Campus joins $38M mental health effort

By Andrew Fell

Causes of and treatments for schizophrenia and depression will be the targets of a research and development consortium including UC Davis, UC Irvine, the University of Michigan, and Stanford University.

The first five years of the consortium will be funded by a donation of $38.5 dollars from the Pritzker Neuropsychiatric Disorders Research Fund, endowed by the Pritzker Family Philanthropic Fund.

"The potential benefits of this approach are enormous. The Pritzker Foundation has shown great foresight in taking the initiative to finance this consortium," said Center for Neuroscience director Ted Jones, a member of the consortium.

One in 100 people suffer from schizophrenia, and at least one in 10 from depression, according to the National Institute for Mental Health. These diseases impose a terrible burden on patients, their families and society as a whole. In the U.S. alone, treatment and management of schizophrenia is estimated to cost up to $60 billion a year, and the costs of depression have been estimated at $44 billion a year.

"Scientists and physicians now recognize that these diseases have their basis in disordered brain function," said Jones.

Scientists do not think that these diseases are caused by defects in single genes, but likely by many genes and their protein products acting together. Environmental factors may also affect how genes and their products behave in different parts of the brain at certain times.

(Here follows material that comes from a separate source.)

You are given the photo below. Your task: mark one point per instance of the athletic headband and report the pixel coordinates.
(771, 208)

The researchers will study brain tissues from normal, schizophrenic and depressive people. These tissues are stored in a "brain bank" built up by a partnership between UC Davis and UC Irvine, and housed in the Center for Neuroscience.

Microarray technology will be used to compare the expression of genes in different regions of normal and diseased brains. Microarrays, or "gene chips," allow scientists to measure the activity of thousands of genes at the same time. A set of genetic probes developed by researchers at Stanford University will be used to build the microarrays.

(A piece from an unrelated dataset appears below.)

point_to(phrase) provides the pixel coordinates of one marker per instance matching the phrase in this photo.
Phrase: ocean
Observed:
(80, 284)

Candidate genes will be further studied in living patients and in families with a history of mental illness. These genes will also be studied in laboratory experiments with genetically modified animals and cell cultures.

"The work is enormous in scope, on account of the capacity of microarray technology to generate vast amounts of data and because of the large number of brain regions and nerve cell types to be analyzed," Jones said. The consortium will develop an informatics system to handle this data, he said.

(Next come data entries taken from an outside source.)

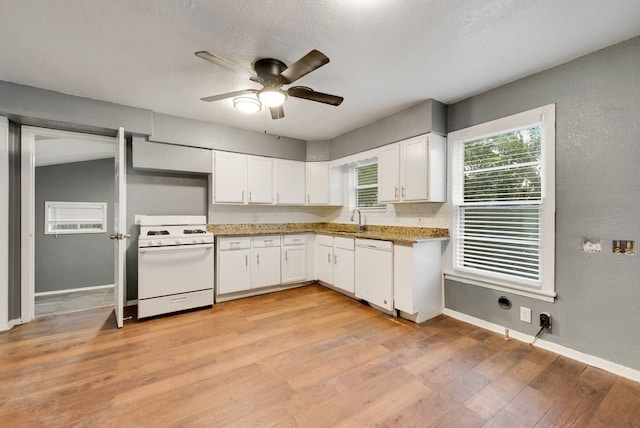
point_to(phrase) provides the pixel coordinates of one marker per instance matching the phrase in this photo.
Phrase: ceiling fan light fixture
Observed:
(272, 96)
(247, 104)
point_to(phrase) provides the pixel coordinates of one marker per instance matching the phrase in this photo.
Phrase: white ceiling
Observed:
(385, 55)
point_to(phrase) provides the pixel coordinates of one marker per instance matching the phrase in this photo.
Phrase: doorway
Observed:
(69, 198)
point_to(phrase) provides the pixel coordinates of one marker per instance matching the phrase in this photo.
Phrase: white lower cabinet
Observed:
(374, 272)
(232, 266)
(418, 279)
(265, 261)
(246, 263)
(294, 258)
(335, 261)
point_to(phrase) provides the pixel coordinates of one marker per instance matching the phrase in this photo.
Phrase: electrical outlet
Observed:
(545, 320)
(525, 314)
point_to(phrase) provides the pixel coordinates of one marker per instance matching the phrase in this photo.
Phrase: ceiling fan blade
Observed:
(229, 95)
(305, 65)
(310, 94)
(276, 112)
(218, 60)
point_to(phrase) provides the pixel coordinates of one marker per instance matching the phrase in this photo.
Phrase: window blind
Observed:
(498, 205)
(367, 186)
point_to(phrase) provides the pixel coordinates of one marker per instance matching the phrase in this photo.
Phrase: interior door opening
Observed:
(69, 199)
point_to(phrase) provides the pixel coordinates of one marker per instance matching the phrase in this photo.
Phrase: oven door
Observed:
(176, 269)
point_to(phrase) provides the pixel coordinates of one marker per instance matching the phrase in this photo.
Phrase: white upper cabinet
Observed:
(413, 170)
(241, 179)
(259, 180)
(289, 182)
(229, 178)
(324, 184)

Each of the members of the consortium contributes unique skills that further the aims of the group, said Jones. William Bunney at UC Irvine has taken the lead in collecting brains, while Jones has developed storage methods and has expertise in identifying nerve cells and circuits.

Huda Akil and Stanley Watson at the University of Michigan study the relationship between genes, behavior and the brain. At Stanford University, David Cox pioneered microarray technology, and Alan Schatzberg studies the effect of genes on behavior in monkeys. Geneticists William Byerley at UC Irvine and Margit Burmeister at the University of Michigan study human families with a high rate of mental illness.

"The approach taken is representative of how modern science embarks on a project of such great complexity that the efforts of single scientists studying a few genes at a time would be unlikely to make major inroads," said Jones.

An important goal for the consortium is to use the research to develop new treatments for schizophrenia and depression, through partnerships with the biotechnology and pharmaceutical industries, Jones said.